Kebebasan yang sangat luas itu sudah barang tentu sebagai pintu masuk untuk siapapun memiliki peluang untuk berpartisipasi dan berkecimpung dalam gelanggang politik lewat pemiliha umum. Perolehan suara di pemilu memberi kesempatan untuk semua orang menduduki jabatan politik, baik di eksekutif maupun legislatif, yaitu lewat cara mengkonversi perolehan suara jadi perolehan kursi.

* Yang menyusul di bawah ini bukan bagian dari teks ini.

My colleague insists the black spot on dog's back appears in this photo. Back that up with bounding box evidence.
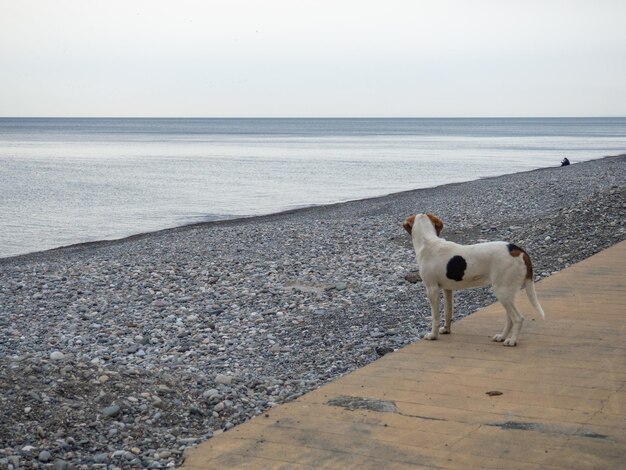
[446,256,467,281]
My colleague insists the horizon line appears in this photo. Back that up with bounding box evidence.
[0,114,626,120]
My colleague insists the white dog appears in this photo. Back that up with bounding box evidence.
[404,214,545,346]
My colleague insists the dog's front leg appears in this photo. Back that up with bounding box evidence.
[439,289,454,335]
[424,286,439,340]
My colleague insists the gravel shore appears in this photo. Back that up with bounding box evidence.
[0,155,626,470]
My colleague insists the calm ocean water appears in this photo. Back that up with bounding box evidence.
[0,118,626,257]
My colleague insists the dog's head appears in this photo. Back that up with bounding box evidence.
[402,214,443,236]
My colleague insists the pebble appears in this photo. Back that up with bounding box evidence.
[50,351,65,361]
[0,157,626,470]
[101,405,121,417]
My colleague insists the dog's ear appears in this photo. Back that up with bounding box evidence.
[426,214,443,236]
[402,215,415,235]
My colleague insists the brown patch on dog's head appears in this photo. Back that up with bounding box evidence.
[426,213,443,236]
[402,215,415,235]
[508,243,533,279]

Dalam sistem pemilu proporsional terbuka dengan menerapkan Parliementary Threshold sebesar 4 % memang menjadikan pemilihan legislatif (Pileg) untuk DPR RI tidak sangat liberal murni, karena ada pembatasan hanya partai yang memperoleh suara minimal 4% yang bisa lolos ke parlemen. Pembatasan ini menjadikan ada perolehan suara partai kecil yang tidak terkonversi jadi kursi di parlemen. Hal ini dianggap tidak proporsional dan perolehan suara partai kecil mubajir serta tidak terwakili di parlemen, serta pilihan masyarakat dianggap tidak ada yang mewakili di parlemen.
Namanya sistem pemilu proporsional terbuka yang identik dengan liberal atau bebas, dalam arti semua orang bebas menentukan pilihan dan bebas memiliki perwakilan di parlemen, maka penerapan ambang batas parlemen justru dianggap mengkebiri kebebasan itu, dan mempersempit jalan menentukan  perwakilan di parlemen.
Dengan mempergunakan logika ini, maka secara inplisit, suka tidak suka, penghapusan ambang batas parlemen mengandung makna ada keinginan untuk menjadikan sistem pemilu dan kepartaian sangat liberal dan sangat bebas seluas-luasnya, tanpa ada peraturan yang menghalangi kesempatan bagi semua orang memiliki perwakilan di parlemen.
Itukah sesungguhnya yang diharapkan untuk diterapkan saat ini ?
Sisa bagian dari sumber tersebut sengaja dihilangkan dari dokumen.